0

I am generating split violin plots using the geom_split_violin function created here: Split violin plot with ggplot2.

Then, I add labels for sample sizes (n = ...) for each split violin. However, unfortunately the labels overlap. How could I please move them slightly to the left and right, so that they do not overlap?

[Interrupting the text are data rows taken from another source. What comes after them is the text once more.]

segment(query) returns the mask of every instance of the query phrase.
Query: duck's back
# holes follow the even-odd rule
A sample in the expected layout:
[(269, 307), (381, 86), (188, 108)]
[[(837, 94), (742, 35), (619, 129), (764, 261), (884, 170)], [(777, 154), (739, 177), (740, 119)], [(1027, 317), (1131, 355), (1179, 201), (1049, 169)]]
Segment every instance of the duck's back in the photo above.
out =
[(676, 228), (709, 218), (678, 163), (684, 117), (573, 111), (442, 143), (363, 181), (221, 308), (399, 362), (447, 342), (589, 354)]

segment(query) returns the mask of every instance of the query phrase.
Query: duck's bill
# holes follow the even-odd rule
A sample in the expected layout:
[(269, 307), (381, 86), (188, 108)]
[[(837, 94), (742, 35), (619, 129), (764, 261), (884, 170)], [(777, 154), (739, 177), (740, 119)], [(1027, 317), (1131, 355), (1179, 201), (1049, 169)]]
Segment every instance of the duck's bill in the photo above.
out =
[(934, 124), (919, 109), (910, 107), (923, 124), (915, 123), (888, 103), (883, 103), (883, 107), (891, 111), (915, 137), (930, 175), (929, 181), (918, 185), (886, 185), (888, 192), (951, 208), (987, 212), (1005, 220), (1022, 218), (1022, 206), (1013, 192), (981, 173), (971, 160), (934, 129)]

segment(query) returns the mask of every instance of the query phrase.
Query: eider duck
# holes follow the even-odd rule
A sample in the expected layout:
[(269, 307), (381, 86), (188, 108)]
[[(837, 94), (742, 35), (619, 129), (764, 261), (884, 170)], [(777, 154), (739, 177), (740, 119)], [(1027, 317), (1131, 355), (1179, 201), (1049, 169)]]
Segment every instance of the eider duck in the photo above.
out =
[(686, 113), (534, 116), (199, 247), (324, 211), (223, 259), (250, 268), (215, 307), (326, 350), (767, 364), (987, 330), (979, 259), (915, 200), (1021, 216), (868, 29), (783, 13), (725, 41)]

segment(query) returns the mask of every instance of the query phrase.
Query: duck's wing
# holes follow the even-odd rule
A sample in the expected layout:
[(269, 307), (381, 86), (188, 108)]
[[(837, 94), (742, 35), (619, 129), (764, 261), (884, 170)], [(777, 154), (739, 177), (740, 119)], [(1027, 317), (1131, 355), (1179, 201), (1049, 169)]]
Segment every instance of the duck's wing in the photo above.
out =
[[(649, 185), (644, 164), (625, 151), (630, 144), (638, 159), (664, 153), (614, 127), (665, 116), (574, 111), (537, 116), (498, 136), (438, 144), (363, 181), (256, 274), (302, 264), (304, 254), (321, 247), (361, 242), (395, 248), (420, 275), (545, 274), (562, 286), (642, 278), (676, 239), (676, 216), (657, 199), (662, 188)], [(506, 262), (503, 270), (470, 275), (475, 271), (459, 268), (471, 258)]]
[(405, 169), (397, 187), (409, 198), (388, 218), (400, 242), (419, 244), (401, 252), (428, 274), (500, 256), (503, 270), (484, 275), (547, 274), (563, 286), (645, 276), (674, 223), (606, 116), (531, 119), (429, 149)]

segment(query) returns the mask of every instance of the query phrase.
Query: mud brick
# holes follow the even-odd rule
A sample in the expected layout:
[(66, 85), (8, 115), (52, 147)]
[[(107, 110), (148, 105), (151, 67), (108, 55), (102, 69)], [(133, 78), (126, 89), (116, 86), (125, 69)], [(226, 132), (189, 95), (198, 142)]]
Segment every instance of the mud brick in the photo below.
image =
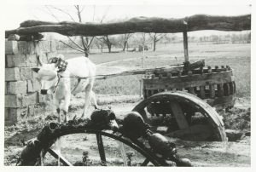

Here is the full code that I am using and below it the result with overlapping "n = ..." labels.

 # Create data
 set.seed(20160229)
 my_data = data.frame(
     y=c(rnorm(500), rnorm(300, 0.5), rnorm(400, 1), rnorm(200, 1.5)),
     x=c(rep('a', 800), rep('b', 600)),
     m=c(rep('i', 300), rep('j', 700), rep('i', 400)))
 # Code to create geom_split_violin function from link above
 library('ggplot2')
 GeomSplitViolin <- ggproto("GeomSplitViolin", GeomViolin, 
                       draw_group = function(self, data, ..., draw_quantiles = NULL) {
    data <- transform(data, xminv = x - violinwidth * (x - xmin), xmaxv = x + violinwidth * (xmax - x))
   grp <- data[1, "group"]
   newdata <- plyr::arrange(transform(data, x = if (grp %% 2 == 1) xminv else xmaxv), if (grp %% 2 == 1) y else -y)
   newdata <- rbind(newdata[1, ], newdata, newdata[nrow(newdata), ], newdata[1, ])
   newdata[c(1, nrow(newdata) - 1, nrow(newdata)), "x"] <- round(newdata[1, "x"])
   if (length(draw_quantiles) > 0 & !scales::zero_range(range(data$y))) {
     stopifnot(all(draw_quantiles >= 0), all(draw_quantiles <=
       1))
     quantiles <- ggplot2:::create_quantile_segment_frame(data, draw_quantiles)
     aesthetics <- data[rep(1, nrow(quantiles)), setdiff(names(data), c("x", "y")), drop = FALSE]
     aesthetics$alpha <- rep(1, nrow(quantiles))
     both <- cbind(quantiles, aesthetics)
     quantile_grob <- GeomPath$draw_panel(both, ...)
     ggplot2:::ggname("geom_split_violin", grid::grobTree(GeomPolygon$draw_panel(newdata, ...), quantile_grob))
   }
   else {
     ggplot2:::ggname("geom_split_violin", GeomPolygon$draw_panel(newdata, ...))
   }
 })
 geom_split_violin <- function(mapping = NULL, data = NULL, stat = "ydensity", position = "identity", ..., 
                               draw_quantiles = NULL, trim = TRUE, scale = "area", na.rm = FALSE, 
                               show.legend = NA, inherit.aes = TRUE) {
   layer(data = data, mapping = mapping, stat = stat, geom = GeomSplitViolin, 
         position = position, show.legend = show.legend, inherit.aes = inherit.aes, 
         params = list(trim = trim, scale = scale, draw_quantiles = draw_quantiles, na.rm = na.rm, ...))
 }
 # Add labels 'n = ...'
 give_n = function(x, y_lo = min(my_data$y)) {
      data.frame(y = y_lo * 1.06,
              label = paste("n =", length(x)))
 }
 # Plot data
 ggplot(my_data, aes(x, y, fill = m)) + 
      geom_split_violin() + 
      stat_summary(fun.data = give_n, aes(x = as.factor(x)), geom = "text")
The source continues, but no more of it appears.